В тот же день в 10 часов Юрий и Сергей явились на квартиру к Николаю Полетика, как впоследствии выяснилось на суде, под присмотром агентов из НКВД.
Они спрашивали Николая, что с ними будет.
По его мнению, все зависело от того, отнесется ли НКВД к их мнению о Ягоде сквозь пальцы или вопрос очеркистов (то бишь Ляли) был задан по заданию НКВД.
Ляля действовала по личной инициативе: «Произведенное мною разоблачение двух фашистских подголосков, работавших в редакции и осужденных Спецкомиссией Областного Суда — Полетика и Долматова! — парткомовцы «Смены» сочли карьеризмом, — писала она тов.

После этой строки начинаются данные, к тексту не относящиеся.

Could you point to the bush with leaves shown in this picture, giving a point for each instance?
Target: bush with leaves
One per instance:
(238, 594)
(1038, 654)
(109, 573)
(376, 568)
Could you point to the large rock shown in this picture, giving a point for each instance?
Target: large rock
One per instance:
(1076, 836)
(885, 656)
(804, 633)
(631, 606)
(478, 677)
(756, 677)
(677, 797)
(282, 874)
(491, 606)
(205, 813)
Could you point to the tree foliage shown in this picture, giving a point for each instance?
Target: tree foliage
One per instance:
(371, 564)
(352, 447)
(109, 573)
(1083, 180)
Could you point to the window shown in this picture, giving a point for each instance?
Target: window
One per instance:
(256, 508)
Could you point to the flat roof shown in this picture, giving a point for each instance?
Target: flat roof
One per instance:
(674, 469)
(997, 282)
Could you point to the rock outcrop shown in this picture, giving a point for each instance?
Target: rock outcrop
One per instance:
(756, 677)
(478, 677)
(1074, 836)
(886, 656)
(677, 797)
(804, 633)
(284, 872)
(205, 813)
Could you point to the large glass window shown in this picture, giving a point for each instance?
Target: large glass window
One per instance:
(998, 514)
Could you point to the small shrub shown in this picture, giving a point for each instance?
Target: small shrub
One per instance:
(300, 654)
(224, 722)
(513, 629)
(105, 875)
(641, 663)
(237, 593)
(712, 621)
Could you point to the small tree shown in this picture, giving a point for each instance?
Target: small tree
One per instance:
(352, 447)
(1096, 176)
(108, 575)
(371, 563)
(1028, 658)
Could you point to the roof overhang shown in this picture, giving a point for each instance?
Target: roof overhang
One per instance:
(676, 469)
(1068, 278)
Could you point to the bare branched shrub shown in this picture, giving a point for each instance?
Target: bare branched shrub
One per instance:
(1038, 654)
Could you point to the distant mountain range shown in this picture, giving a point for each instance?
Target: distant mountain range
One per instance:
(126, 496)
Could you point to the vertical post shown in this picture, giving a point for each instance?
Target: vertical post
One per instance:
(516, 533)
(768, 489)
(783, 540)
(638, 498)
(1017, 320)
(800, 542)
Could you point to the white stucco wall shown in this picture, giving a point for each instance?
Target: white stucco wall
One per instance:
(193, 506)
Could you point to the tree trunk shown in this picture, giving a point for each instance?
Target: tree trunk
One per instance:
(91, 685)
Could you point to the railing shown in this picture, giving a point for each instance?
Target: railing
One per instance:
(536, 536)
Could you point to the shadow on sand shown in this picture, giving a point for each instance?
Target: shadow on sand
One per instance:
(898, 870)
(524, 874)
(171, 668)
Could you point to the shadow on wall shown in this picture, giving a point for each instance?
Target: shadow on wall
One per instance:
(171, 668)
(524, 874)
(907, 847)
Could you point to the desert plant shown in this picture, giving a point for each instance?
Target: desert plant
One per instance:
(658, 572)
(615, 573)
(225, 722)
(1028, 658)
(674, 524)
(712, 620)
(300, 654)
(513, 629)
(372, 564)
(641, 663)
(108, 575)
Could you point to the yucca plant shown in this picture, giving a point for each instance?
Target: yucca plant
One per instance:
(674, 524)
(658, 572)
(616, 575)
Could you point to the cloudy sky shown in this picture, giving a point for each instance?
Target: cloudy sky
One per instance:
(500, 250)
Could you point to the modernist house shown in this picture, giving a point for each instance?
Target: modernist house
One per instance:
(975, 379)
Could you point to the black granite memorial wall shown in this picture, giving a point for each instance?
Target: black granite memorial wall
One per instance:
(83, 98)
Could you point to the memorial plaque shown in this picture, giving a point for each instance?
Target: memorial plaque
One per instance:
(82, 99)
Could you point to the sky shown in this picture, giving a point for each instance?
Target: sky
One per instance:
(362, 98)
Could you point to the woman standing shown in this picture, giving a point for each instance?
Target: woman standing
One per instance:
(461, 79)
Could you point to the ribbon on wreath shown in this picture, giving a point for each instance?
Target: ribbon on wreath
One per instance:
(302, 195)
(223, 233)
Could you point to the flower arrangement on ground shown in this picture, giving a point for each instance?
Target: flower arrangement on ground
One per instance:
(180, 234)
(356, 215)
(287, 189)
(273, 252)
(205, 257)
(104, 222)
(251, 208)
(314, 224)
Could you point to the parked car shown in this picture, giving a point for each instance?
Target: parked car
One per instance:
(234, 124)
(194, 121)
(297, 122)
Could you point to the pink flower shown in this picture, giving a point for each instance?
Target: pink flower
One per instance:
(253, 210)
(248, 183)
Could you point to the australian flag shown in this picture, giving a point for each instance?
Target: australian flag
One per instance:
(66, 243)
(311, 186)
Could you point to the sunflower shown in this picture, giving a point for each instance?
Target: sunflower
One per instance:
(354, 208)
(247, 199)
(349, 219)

Жданову 15 августа 1937 года. — Договорились до того, что ее «инициатива и активность в этом разоблачении» не имели «воспитательной цели и комсомольцев бдительными не сделали».
По свидетельству Николая Полетика его брат и Долматов провели под следствием два месяца.
Полетика и Долматов провели под следствием два месяца. На суде они отказались от показаний, данных ими прежде, ибо показания были получены силой, и это ужесточило приговор. По статье 58.10 Уголовного кодекса (клевета и агитация против советской власти) они получили по пять лет лагерей Дальнего Севера с поражением в правах и запретом проживания в больших городах.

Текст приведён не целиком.